We interconnect these cells with a unique stream relief in plain design and encapsulate them in a better, more weather-resistant package. The end result was a PV panel that delivers more energy over its operational lifetime solely as a result of minimal output degradation.
We see very low panel failure rates on the order of 27 panels returned per 1 million panel shipped. As a result of this exceptional reliability and output stability, we can offer the industry's only 25-year product warranty and performance guarantee.
I will spend the balance of my time discussing our downstream strategy. Our goal is to provide additional color to help you better understand the individual value of both of our power plant and rooftop segments.
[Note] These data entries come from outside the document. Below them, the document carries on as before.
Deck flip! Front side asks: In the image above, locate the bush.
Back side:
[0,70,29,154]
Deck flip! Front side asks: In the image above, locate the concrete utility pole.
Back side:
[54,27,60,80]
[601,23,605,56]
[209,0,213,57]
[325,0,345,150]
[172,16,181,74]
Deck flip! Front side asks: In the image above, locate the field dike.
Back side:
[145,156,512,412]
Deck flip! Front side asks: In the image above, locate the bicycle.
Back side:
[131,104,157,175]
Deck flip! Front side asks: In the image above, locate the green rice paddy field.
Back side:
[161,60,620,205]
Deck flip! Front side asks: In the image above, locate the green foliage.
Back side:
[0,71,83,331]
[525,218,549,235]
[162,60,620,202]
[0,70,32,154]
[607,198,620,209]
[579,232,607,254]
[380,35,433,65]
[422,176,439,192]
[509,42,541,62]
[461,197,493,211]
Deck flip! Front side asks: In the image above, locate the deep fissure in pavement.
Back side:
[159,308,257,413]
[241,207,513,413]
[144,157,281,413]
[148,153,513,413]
We will provide a more in-depth discussion on both segments during an Analyst Day we are planning for May. Let's start with solar power plants, please turn to Slide 6.
SunPower has been a leader in the megawatt scale solar power plant space for 15 years. As of the end of 2012, our worldwide operating power plant fleet comprised greater than 150 ground-mount systems with an aggregate capacity of more than 700 megawatts.
Our 4 announced California projects, CVSR, AVSP, Quinto and Henrietta, more than double the scale of our installed power plant fleet, driving the deployment of over 1 gigawatt of SunPower panels over the next 4 years and generate over $3.5 billion in revenue and approximately $1 billion of gross margin during this period. The driving force between -- behind our power plant business is a highly compelling offer, combining competitive LCOE and lower investor risk.
By controlling the entire value chain from solar cell manufacturing through system installation and commissioning, we can predictively drive down levelized cost of energy. SunPower's extensive experience in the backing of Total reduces investor risk, and thereby effectively lowering the project IRR hurdle rate.
As the cost of solar power reaches parity with high-cost fossil fuel resources, we foresee that our power plant business will become increasingly international in scope, and we plan to utilize a mix of go-to-market business models based on the characteristics of each market, as shown on Slide 7. In North America, we have established a very strong development platform and we will continue to develop our multi-gigawatt domestic project pipeline, including more than 400 megawatts in RFO bids in North America that we expect to submit over the next 6 months.
We have largely moved away from project development in Europe, but continue to pursue selected projects in France and to work with development partners on a turnkey EPC basis for future projects in Southern Europe. In the emerging Middle East, Africa and Latin America markets, we're working on a number of projects in close coordination with Total, become leverage their deep experience and local presence in these regions, and who can offer multi-fuel energy solutions combining solar and fossil fuel components.
We have also started construction of 2 projects totaling 33 megawatts in South Africa as a result of our acquisition of Tenesol from Total. In Asia-Pacific, we are pursuing a number of paths to market, including our recently announced Chinese JV to develop a C7 supply chain and drive local gigawatt scale deployment.
We are also very active in Japan, India and Australia where we will be working to offer clean solar power directly to retail customers. Now let's focus briefly on the Residential and Commercial market segments.
Please turn to Slide 8. SunPower's been a global leader in the Residential and Commercial rooftop business for the past decade.
Currently, we have 2,000 dealer partners in 9 countries with an installed base of over 100,000 customers worldwide. Our indirect sales model allows us to expand or change our market footprint with minimal fixed cost impact.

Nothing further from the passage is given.